Dios de la Pesca - Capítulo 410
Tamaño de Fuente
Tipo de Fuente
Color de Fondo
Capítulo 410: Este es un tiempo loco
En un rincón de la Ciudad Submarina, un grupo de adolescentes perseguía a una chica. El más joven probablemente solo tenía diez años y el mayor, como mucho, quince.

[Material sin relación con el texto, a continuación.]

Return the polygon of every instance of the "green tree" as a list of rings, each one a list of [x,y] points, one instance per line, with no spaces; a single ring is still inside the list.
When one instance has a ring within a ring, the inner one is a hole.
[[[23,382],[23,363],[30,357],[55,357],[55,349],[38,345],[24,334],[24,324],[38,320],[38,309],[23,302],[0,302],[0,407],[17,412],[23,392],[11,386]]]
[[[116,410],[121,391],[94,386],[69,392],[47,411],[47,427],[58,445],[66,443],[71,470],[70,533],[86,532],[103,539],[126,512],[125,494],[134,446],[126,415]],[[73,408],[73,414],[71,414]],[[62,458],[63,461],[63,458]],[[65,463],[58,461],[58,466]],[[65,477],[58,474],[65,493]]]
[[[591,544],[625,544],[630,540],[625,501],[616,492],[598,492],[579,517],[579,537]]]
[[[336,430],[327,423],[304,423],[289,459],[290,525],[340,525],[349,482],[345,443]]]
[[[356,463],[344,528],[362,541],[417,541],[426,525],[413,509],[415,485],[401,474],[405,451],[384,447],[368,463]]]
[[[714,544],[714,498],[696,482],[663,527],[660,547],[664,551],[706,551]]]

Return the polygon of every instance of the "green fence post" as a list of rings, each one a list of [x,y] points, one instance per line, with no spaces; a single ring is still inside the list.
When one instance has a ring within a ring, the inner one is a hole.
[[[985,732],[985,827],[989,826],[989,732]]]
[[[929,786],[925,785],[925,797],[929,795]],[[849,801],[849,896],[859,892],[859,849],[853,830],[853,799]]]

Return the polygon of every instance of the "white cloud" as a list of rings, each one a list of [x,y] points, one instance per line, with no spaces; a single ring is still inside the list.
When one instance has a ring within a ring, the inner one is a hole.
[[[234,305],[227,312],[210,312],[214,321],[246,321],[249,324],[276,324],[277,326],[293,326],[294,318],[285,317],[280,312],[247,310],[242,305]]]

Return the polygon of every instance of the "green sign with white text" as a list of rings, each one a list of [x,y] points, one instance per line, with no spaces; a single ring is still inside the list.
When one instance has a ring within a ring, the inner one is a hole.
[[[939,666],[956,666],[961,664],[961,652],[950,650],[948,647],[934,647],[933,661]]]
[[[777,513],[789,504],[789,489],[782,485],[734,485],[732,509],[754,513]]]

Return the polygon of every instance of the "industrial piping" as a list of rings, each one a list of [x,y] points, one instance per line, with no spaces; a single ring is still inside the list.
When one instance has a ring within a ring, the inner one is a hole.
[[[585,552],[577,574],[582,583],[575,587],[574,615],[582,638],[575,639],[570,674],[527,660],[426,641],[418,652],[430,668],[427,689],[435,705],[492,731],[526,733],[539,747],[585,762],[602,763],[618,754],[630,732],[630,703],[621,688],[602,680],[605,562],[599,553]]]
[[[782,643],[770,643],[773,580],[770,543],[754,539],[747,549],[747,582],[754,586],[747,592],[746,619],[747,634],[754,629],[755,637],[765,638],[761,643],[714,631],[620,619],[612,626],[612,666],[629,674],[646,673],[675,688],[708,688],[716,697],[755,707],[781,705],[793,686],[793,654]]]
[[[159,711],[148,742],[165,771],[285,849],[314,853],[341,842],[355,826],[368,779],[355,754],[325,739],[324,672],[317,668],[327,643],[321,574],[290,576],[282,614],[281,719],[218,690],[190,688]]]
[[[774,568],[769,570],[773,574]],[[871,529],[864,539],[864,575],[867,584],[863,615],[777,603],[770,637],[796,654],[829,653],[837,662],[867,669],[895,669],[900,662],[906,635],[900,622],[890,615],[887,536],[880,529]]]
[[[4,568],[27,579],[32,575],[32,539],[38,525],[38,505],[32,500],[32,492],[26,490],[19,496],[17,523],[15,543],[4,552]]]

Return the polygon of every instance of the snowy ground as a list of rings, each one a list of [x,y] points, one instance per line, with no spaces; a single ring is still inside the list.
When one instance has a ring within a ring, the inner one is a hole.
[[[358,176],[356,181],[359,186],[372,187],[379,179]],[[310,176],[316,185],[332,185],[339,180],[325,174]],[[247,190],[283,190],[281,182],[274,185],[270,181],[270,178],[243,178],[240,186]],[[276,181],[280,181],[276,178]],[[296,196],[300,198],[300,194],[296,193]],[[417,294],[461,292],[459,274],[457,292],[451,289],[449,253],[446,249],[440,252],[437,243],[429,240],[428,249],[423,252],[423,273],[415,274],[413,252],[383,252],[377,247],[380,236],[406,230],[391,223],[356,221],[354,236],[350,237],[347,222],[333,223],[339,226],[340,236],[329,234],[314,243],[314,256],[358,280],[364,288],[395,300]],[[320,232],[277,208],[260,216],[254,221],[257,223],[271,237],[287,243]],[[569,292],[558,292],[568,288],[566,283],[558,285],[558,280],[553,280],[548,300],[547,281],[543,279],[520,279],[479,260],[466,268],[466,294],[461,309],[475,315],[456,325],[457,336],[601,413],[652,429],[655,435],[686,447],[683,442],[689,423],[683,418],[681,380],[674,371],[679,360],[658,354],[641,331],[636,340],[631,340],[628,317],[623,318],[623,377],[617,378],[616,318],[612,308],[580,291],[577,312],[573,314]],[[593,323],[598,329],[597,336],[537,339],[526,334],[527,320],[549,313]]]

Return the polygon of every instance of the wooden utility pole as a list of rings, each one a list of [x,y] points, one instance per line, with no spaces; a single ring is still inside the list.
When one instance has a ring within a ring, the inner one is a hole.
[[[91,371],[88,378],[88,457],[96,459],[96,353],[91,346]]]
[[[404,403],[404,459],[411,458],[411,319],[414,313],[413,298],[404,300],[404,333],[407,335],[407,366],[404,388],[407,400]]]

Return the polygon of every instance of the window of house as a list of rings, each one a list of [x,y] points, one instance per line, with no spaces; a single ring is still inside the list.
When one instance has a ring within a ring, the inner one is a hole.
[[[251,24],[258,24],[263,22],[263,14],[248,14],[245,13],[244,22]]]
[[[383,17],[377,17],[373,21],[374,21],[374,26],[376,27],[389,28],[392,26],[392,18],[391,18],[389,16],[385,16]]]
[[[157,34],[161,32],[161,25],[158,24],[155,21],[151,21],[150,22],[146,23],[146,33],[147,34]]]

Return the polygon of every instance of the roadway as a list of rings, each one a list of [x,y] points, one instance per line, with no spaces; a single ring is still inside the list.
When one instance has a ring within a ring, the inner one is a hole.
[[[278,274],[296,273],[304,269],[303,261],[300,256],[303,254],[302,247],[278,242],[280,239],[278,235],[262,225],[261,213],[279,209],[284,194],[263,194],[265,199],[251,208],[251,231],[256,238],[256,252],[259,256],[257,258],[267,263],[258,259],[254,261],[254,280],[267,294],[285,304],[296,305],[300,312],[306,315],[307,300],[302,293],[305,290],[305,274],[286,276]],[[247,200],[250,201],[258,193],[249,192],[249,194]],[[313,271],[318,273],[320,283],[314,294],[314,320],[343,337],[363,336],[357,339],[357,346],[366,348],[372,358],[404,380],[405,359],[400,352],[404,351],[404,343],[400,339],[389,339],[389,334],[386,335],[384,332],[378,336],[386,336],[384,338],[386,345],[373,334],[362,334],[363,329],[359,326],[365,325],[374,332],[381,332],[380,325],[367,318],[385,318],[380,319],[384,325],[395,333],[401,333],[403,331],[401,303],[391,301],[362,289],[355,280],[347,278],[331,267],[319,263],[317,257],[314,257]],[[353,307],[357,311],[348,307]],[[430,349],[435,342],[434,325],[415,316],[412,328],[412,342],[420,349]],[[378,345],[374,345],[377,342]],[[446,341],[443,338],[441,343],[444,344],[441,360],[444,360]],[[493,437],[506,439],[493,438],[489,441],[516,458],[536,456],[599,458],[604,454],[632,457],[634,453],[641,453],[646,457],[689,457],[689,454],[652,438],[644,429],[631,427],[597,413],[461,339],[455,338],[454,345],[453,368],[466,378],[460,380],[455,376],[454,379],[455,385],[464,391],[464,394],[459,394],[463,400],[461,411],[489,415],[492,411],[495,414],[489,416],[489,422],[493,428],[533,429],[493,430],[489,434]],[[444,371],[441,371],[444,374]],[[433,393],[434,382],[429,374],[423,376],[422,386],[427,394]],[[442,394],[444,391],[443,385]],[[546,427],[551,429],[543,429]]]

—Chica, he participado en dos grandes mareas de peces. ¿Te casarías conmigo? Te prometo que esta vez no moriré.
—Chica, no le escuches. He matado a más de treinta Gusanos Tragadores de Desorden. Soy el más fuerte en cuanto a poder de combate.
—Xia Xiaochan, cásate conmigo… De verdad te quiero…
—Xiaochan, soy el más guapo. En cuanto a apariencia, todos ellos son Peces de Cabeza de Hierro.
—Chica, mientras te quedes conmigo, nunca dejaré que sufras ningún daño.
—Chica…
¡Xia Xiaochan se estaba volviendo loca! Desde que llegó a este maldito lugar, la habían estado persiguiendo todo el tiempo.
No importaba a dónde fuera o a quién se encontrara, la gente parecía no haber visto nunca a una mujer, insistiendo en casarse con ella.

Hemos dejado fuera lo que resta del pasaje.